Brexit e negociações comerciais condicionam Wall Street

As bolsas americanas iniciaram a sessão sem um rumo definido, num dia em que os investidores estão a dividir as atenções entre o Brexit e as negociações comerciais entre a China e os EUA.
Brexit e negociações comerciais condicionam Wall Street
Reuters
Sara Antunes 14 de março de 2019 às 13:40

As bolsas dos EUA iniciaram o dia sem uma tendência definida, com o Dow Jones a subir 0,02% para 25.709,56 pontos, o Nasdaq a descer 0,03% para 7.640,97 pontos e o S&P500 a cair 0,02% para 7.642,30 pontos.

 

A condicionar a negociação estão essencialmente dois fatores. Por um lado, a decisão do Reino Unido em não sair da União Europeia sem um acordo está a animar. Do lado oposto está a apreensão sobre as negociações comerciais entre os EUA e a China.

 

Os deputados britânicos rejeitaram ontem uma saída do Reino Unido da União Europeia sem acordo, o que está a animar os investidores, uma vez que aumenta a expectativa de que o país não vai sair da região de uma forma desordenada. Esta quinta-feira, 14 de março, há uma nova votação. Desta vez sobre o adiamento da saída, que atualmente está agendado para 29 de março.
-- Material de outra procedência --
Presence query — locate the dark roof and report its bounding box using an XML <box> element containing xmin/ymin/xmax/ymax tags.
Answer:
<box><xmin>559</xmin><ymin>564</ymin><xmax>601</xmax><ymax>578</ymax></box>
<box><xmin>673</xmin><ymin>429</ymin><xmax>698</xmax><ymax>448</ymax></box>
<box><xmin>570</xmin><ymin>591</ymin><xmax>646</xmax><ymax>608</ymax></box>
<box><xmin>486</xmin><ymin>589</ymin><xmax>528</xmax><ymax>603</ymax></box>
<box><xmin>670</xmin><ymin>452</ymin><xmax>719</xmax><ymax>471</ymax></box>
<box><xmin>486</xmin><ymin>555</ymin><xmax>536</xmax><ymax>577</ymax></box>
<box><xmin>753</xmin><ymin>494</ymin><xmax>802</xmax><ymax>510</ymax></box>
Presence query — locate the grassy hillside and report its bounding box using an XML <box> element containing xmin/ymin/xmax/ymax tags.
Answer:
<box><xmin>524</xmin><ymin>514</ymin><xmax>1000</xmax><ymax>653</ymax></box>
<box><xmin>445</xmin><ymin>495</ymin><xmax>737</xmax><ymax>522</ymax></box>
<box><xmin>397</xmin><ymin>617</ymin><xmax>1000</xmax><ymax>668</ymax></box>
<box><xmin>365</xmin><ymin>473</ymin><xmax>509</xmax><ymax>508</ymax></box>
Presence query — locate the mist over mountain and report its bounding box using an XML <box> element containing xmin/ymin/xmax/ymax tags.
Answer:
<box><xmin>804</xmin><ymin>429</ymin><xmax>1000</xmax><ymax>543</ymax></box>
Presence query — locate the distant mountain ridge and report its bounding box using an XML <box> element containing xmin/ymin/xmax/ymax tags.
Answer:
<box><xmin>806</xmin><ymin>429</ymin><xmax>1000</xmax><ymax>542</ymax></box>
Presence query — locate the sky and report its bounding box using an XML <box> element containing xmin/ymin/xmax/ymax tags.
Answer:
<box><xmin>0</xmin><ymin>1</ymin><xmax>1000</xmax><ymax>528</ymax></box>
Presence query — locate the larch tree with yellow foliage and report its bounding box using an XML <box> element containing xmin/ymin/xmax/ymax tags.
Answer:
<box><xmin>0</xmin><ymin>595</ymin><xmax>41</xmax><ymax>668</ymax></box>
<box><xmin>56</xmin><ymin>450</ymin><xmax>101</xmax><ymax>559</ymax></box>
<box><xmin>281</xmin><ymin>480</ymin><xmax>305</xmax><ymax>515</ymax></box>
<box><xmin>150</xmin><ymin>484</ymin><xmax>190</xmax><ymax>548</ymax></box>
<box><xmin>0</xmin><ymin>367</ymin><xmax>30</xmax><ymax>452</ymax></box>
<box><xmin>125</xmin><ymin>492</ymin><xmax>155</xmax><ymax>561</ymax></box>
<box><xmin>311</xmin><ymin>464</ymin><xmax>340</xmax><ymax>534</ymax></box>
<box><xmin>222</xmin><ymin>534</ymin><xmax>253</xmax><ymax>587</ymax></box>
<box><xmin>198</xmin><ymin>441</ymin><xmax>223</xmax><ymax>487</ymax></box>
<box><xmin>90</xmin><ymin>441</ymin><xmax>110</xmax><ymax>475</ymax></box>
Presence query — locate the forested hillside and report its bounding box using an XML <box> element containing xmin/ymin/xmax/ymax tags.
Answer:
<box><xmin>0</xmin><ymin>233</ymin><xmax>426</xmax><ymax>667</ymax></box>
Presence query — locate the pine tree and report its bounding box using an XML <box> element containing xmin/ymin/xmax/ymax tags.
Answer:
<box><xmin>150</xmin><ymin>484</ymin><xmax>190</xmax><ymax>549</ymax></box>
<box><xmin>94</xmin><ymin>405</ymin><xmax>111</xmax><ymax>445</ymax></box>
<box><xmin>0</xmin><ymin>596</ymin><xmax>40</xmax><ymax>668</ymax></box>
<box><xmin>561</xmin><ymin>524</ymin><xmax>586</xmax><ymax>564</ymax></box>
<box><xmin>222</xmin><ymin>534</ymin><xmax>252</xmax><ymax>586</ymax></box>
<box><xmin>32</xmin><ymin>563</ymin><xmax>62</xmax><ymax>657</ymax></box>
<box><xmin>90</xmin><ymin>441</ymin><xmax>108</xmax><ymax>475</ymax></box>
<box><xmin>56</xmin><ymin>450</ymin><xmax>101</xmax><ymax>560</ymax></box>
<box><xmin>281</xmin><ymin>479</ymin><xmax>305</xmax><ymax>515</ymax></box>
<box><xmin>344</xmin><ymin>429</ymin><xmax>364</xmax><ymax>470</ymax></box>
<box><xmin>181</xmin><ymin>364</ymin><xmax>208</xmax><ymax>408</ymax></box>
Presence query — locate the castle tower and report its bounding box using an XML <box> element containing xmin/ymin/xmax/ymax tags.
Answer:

Os investidores continuam atentos à evolução desta questão, que tem condicionado a negociação devido à elevada incerteza.

 

A travar o entusiasmo dos investidores está uma notícia da Bloomberg que revela que a reunião entre o presidente dos EUA, Donald Trump, e o líder da China, Xi Jinping, para pôr fim à disputa comercial não deverá ocorrer este mês, sendo mais provável acontecer apenas em abril. Isto depois de Donald Trump já ter dito que não tem pressa em fechar o acordo.

 

"A situação com a questão comercial está a causar indigestão aos investidores. A principal preocupação que está a começar a aumentar é de não haver qualquer sentido de urgência nesta altura", salientou à Reuters Andre Bakhos, gestor na New Vines.

 

"Tivemos um forte arranque dos mercados esta semana e os investidores estão a fazer uma pausa para digerir os ganhos e a usar o atraso nas negociações como desculpa para fazerem uma pausa", acrescenta o mesmo responsável.

 

Entre as cotadas, destaque para o Facebook, que está a perder 2,62% para 168,82 dólares, numa altura em que a rede social está a ter dificuldades em repor completamente os serviços, que estão há 17 horas com falhas.

 

Já a Boeing, que esta semana tem sofrido duras quedas na bolsa depois de um segundo acidente com o 737 Max num espaço de cinco meses, está a ceder 0,19% para 376,31 dólares.